Pelaksanaan ULO di Banjarbaru turut ditinjau langsung sejumlah pejabat Komdigi, termasuk Direktur Jenderal Ekosistem Digital Edwin Hidayat Abdullah. Hadir pula JF Penata dan Penyelenggara Pos dan Informatika Ahli Utama Geryantika Kurnia serta Ketua Kelompok Kerja Layanan Telekomunikasi Falatehan. Kehadiran mereka menunjukkan pentingnya proyek ini bagi agenda transformasi digital nasional.
Dukungan untuk transformasi digital
Edwin Hidayat Abdullah menilai Satelit N5 sebagai aset strategis untuk mendukung transformasi digital nasional. Menurut dia, kehadiran kapasitas sebesar 160 Gbps dapat membantu Indonesia mengejar target kecepatan internet rata-rata 100 Mbps pada 2029. Ia berharap kapasitas tersebut segera dimanfaatkan untuk memperkuat layanan publik di daerah yang masih terbatas akses digitalnya.

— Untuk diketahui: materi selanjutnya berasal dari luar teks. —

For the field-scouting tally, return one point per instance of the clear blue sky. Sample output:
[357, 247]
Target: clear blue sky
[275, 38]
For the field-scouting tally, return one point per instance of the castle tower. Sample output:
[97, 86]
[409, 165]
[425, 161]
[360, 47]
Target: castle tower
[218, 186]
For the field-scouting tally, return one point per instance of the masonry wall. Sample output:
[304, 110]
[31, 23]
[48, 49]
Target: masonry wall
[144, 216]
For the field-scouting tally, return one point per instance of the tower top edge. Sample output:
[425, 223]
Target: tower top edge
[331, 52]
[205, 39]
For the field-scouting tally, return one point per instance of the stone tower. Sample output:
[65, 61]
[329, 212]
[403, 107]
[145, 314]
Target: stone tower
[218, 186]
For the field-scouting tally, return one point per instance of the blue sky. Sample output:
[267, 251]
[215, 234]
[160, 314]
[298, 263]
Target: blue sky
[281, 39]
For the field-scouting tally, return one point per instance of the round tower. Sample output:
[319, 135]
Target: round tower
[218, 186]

Edwin juga menekankan bahwa pemerataan konektivitas menjadi salah satu prioritas pemerintah. Karena itu, kehadiran Satelit N5 dinilai relevan untuk menjawab kebutuhan akses internet di berbagai wilayah. Infrastruktur ini diharapkan mampu memperkecil kesenjangan digital antardaerah.
Pemerintah memandang kesiapan teknis satelit sebagai prasyarat penting untuk mempercepat transformasi digital. Dengan infrastruktur yang lolos uji dan telah mengantongi izin, pemanfaatannya dapat dilakukan lebih luas dan terukur. Kondisi ini diharapkan memberi dampak langsung pada pelayanan publik, pendidikan, dan aktivitas ekonomi digital.
Jangkauan dan infrastruktur N5
Satelit N5 menggunakan platform Boeing 702MP dengan 101 spot beam Ka-band. Jangkauannya disebut mencakup wilayah Indonesia hingga kawasan ASEAN, termasuk Malaysia dan Filipina. Karakteristik tersebut membuat satelit ini memiliki potensi layanan yang luas dan fleksibel.
Satelit ini diluncurkan dari Florida, Amerika Serikat, pada September 2025. Setelah itu, N5 menjalani fase Electric Orbit Raising sebelum menempati slot orbit 113° Bujur Timur pada Januari 2026. Tahapan tersebut menjadi bagian dari perjalanan menuju operasi penuh di orbit geostasioner.
PSN menyebut seluruh infrastruktur ruas bumi, termasuk tujuh stasiun bumi dari Aceh hingga Tarakan, telah terintegrasi dengan segmen luar angkasa. Dengan usia operasional lebih dari 15 tahun, Satelit N5 diproyeksikan mendukung layanan internet cepat bagi masyarakat, sektor bisnis, dan penguatan keamanan nasional. Keberadaan satelit ini menjadi salah satu tonggak penting dalam pengembangan ekosistem satelit Indonesia.